The FDA is warning patients to pay close attention to how the strengths of compounded injectable drugs are expressed, as doses are listed differently than conventional drugs, leading to confusion and dosing errors.
The FDA issued a warning last week, indicating that the agency has received a number of reports involving overdoses or incorrect dosing caused by confusion over injectable compounded drug labels.
Conventional manufacturers of medications label injectable products with the strength per total volume, or the strength in the entire injection, even if the actual dose is smaller than the entire injection.
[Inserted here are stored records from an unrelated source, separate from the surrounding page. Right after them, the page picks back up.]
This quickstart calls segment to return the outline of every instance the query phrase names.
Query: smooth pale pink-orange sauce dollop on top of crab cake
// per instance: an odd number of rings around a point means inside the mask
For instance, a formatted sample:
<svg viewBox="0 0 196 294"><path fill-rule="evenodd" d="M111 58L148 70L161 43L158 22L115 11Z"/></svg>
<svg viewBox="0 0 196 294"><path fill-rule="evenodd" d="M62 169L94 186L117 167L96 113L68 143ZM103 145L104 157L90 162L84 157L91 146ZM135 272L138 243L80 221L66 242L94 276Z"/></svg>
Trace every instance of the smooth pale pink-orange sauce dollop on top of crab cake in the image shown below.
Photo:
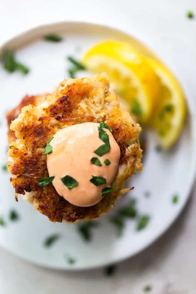
<svg viewBox="0 0 196 294"><path fill-rule="evenodd" d="M112 133L104 128L110 140L110 151L98 156L94 151L104 144L99 138L98 123L80 123L58 131L50 145L52 153L47 155L49 176L54 176L53 186L57 193L73 205L92 206L103 197L102 189L109 187L118 170L120 148ZM91 158L99 158L102 166L91 163ZM110 160L106 166L105 159ZM64 176L71 176L78 185L69 190L61 181ZM91 183L92 176L101 176L106 184L95 186Z"/></svg>

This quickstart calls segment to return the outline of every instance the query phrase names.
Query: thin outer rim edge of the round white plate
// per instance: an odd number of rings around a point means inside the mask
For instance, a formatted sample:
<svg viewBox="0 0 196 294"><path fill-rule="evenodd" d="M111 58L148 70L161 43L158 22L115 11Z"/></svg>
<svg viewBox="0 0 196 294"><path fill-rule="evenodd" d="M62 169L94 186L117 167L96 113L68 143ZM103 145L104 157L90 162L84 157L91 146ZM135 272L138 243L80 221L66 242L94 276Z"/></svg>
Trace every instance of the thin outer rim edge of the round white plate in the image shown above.
<svg viewBox="0 0 196 294"><path fill-rule="evenodd" d="M6 40L5 42L3 42L0 45L0 54L2 52L2 50L8 46L9 44L17 41L18 39L20 39L21 37L25 37L27 34L31 35L33 32L39 31L39 30L44 30L48 27L56 27L56 26L95 26L97 28L102 28L102 29L109 29L113 32L116 32L118 34L124 35L124 36L128 36L128 37L133 37L136 41L141 42L144 46L147 47L147 49L149 49L151 51L151 48L149 46L147 46L145 44L145 42L141 41L139 38L135 37L134 35L131 35L128 31L125 30L121 30L118 29L115 26L110 26L110 25L104 25L104 24L99 24L99 23L95 23L95 22L91 22L91 21L54 21L54 22L48 22L46 24L42 24L42 25L38 25L35 26L31 29L27 29L24 30L23 32L17 34L16 36ZM34 38L32 38L33 40ZM19 42L20 43L20 42ZM24 45L22 45L24 46ZM157 52L154 53L154 51L152 50L152 53L154 55L157 55ZM159 58L159 56L158 56ZM164 58L161 58L161 60L163 61L163 63L168 66L168 62L164 61ZM170 68L170 66L168 66ZM193 95L191 93L191 91L189 90L187 83L185 81L184 78L182 78L182 75L180 73L179 70L177 70L176 66L173 67L172 66L172 72L175 74L175 76L177 77L177 79L179 79L180 84L182 86L183 92L185 94L186 97L186 103L187 103L187 109L189 111L189 117L190 117L190 131L191 131L191 136L192 136L192 149L196 146L196 103L193 99ZM27 258L25 256L23 256L20 253L16 253L14 250L12 250L11 248L7 248L6 246L0 244L4 249L6 249L7 251L11 252L12 254L14 254L15 256L18 256L19 258L26 260L27 262L31 262L33 264L39 265L41 267L44 268L50 268L50 269L56 269L56 270L70 270L70 271L75 271L75 270L89 270L89 269L96 269L96 268L100 268L100 267L104 267L113 263L118 263L121 262L125 259L131 258L134 255L140 253L141 251L145 250L146 248L148 248L152 243L154 243L156 240L158 240L158 238L160 238L169 228L170 226L175 222L175 220L177 220L177 218L179 217L180 213L183 211L183 208L185 206L185 204L187 203L187 200L190 197L190 193L193 187L193 184L195 182L195 174L196 174L196 154L195 157L192 158L192 165L191 165L191 170L190 170L190 180L189 183L187 184L187 192L186 192L186 197L184 197L184 200L182 202L179 203L175 214L169 219L169 221L167 221L164 225L164 228L157 231L157 233L153 236L153 238L151 238L150 240L148 240L147 242L145 242L145 245L140 246L137 248L137 250L133 251L132 253L129 254L125 254L123 257L113 257L113 260L111 262L105 262L105 263L96 263L95 265L88 265L88 266L77 266L76 265L66 265L65 266L56 266L56 265L48 265L46 263L43 262L38 262L33 260L32 258Z"/></svg>

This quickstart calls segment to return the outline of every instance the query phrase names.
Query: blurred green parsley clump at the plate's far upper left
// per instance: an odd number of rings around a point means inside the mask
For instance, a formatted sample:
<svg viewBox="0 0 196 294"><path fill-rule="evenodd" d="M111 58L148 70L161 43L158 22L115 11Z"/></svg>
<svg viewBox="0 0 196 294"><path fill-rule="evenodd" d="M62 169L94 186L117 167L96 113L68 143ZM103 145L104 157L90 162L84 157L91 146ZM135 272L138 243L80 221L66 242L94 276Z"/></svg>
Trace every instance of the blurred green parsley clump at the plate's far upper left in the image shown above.
<svg viewBox="0 0 196 294"><path fill-rule="evenodd" d="M4 69L10 73L13 73L14 71L21 71L23 74L28 74L29 72L27 66L16 61L14 52L9 49L6 49L3 53L3 63Z"/></svg>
In some cases, compounded products may be labeled differently, often indicating the strength of the medication per dose, instead of the entire injection. This can lead to dosing errors or confusion regarding the strength of the dose.
The FDA outlined at least two reports received through the MedWatch Adverse Event reporting program, involving patients who suffered overdoses from compounded injectable products.
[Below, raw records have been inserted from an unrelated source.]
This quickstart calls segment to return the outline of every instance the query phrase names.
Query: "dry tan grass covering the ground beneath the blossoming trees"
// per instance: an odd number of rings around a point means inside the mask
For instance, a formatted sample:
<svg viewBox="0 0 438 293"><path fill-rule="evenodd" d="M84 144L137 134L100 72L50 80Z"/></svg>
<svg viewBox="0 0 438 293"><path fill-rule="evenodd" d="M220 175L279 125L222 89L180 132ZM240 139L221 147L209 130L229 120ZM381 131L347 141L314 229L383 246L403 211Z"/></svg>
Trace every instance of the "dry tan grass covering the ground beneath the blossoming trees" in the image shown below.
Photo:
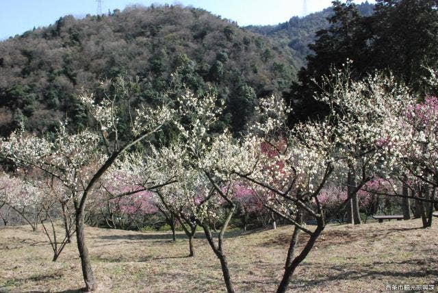
<svg viewBox="0 0 438 293"><path fill-rule="evenodd" d="M296 271L291 292L382 292L385 284L438 279L438 225L420 220L326 228ZM224 292L220 264L198 232L196 257L182 233L86 229L99 292ZM272 292L292 227L233 232L225 245L238 292ZM304 239L304 236L302 236ZM0 292L76 292L83 286L75 243L57 262L42 232L0 229ZM437 284L438 285L438 284ZM435 285L435 288L437 288Z"/></svg>

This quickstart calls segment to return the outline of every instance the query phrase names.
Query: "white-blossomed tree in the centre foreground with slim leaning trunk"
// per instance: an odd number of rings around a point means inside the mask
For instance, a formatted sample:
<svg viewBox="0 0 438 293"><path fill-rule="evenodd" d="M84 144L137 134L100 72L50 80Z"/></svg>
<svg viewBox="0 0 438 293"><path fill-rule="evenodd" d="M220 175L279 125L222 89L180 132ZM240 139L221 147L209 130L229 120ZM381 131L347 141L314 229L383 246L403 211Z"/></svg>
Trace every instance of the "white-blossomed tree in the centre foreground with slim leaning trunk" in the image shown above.
<svg viewBox="0 0 438 293"><path fill-rule="evenodd" d="M235 156L241 152L238 146L229 143L232 139L229 131L213 133L224 109L224 101L211 93L196 97L187 92L183 100L177 98L177 103L185 113L181 123L177 124L179 138L170 149L163 148L159 152L163 158L172 157L169 153L178 157L178 160L168 161L168 166L169 170L180 170L177 180L183 210L190 211L190 222L203 227L211 249L220 261L227 291L234 292L223 242L224 233L235 212L231 190L238 177L229 172L229 168L222 167L233 166L237 161ZM189 213L185 215L189 216ZM185 215L180 214L181 218ZM211 220L217 218L223 218L223 223L216 242L211 233ZM189 238L194 233L193 227L192 231L188 231Z"/></svg>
The first case involved a patient prescribed 50 mcg of fentanyl per dose. The fentanyl IV bag administered to the patient was labeled with the strength per milliliter, 50 mcg/mL, in large font. The strength per total volume, 2,500 mcg/50mL, was below in a smaller font.
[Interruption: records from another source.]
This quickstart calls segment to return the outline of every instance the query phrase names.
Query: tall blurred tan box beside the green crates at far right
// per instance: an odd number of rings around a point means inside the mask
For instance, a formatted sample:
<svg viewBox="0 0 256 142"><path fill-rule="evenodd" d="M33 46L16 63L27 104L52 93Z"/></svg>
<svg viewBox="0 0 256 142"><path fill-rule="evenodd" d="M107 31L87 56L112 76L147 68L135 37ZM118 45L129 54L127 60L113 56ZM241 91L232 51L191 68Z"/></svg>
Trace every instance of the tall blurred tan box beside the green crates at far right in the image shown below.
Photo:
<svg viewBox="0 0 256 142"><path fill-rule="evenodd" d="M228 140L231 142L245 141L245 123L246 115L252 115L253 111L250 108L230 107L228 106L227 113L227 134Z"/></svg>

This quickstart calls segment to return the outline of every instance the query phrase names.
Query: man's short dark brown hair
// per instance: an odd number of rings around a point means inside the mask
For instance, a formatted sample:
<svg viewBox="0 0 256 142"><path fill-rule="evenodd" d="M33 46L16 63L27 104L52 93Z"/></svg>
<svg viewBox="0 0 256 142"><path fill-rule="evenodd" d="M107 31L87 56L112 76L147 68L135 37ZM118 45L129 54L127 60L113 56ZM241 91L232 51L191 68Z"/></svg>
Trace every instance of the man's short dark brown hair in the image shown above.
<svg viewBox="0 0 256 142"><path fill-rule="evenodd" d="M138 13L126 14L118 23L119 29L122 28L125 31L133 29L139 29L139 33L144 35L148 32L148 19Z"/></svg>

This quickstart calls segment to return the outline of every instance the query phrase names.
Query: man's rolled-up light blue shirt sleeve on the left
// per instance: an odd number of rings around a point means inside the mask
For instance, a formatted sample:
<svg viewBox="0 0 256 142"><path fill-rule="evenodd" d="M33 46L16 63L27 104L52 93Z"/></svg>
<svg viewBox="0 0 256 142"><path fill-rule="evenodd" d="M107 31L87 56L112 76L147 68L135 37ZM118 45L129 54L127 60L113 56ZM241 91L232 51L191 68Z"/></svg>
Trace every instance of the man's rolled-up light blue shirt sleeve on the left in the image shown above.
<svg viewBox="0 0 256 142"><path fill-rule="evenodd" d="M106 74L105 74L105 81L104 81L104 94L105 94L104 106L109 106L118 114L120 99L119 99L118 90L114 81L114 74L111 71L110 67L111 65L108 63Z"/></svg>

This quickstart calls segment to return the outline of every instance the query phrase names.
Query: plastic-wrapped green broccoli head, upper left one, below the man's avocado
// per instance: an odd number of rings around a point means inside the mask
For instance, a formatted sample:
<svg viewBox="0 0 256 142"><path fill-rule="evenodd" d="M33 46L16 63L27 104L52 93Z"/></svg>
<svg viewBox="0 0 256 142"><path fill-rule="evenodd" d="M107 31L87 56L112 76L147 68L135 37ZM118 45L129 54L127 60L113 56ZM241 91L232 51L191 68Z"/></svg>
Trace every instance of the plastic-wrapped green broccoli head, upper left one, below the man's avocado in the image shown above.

The patient inadvertently took 50 times their prescribed dose because they took the 2,500 mcg of fentanyl. The patient believed the total amount of fentanyl in the bag was 50 mcg, since that was the amount listed in large font, instead of 2,500 mcg total.
The fentanyl IV bag was compounded by an undisclosed facility owned by Central Admixture Pharmacy Services.
The second adverse event report involved a patient prescribed 5 to 10 mg of ketamine per dose as needed for pain. The ketamine injection administered to the patient was labeled as Ketamine HCl 10 mg/mL highlighted in yellow. In smaller font, the strength per total volume in the syringe was printed beneath the highlighted text.
The patient inadvertently received 50 mg of ketamine, equivalent to 5-10 times their prescribed dose, instead of the 5 mg of ketamine. The patient become extremely drowsy as a result.
The error was attributed 10 mg/mL as the stated strength highlighted in yellow. This was misunderstood as the total amount of ketamine in the syringe, not the total amount in each mL of the medication.
The ketamine was compounded by QuVa Pharma Inc. located in Sugar Land, Texas.
The FDA received other complaints regarding dosing confusion from compounded drugs, specifically concerning the strength displayed per milliliter instead of the strength per total volume. This often leads to confusion about how much drug is in the container and how much the patient should take per dose, leading them to take the entire container instead of one dose.
The FDA issued a warning concerning this problem in April 2013. The agency recommended compounding pharmacies place the entire dose of the container in prominent letters.
“[F]or small volume parenteral products, the strength per total volume should be the primary and prominent expression on the principal display panel of the label, followed in close proximity by strength per milliliter enclosed by parentheses,” indicated the draft guidance.
The FDA encourages anyone who has experienced side effects linked to medication errors report them to the FDA MedWatch Adverse Event Reporting program.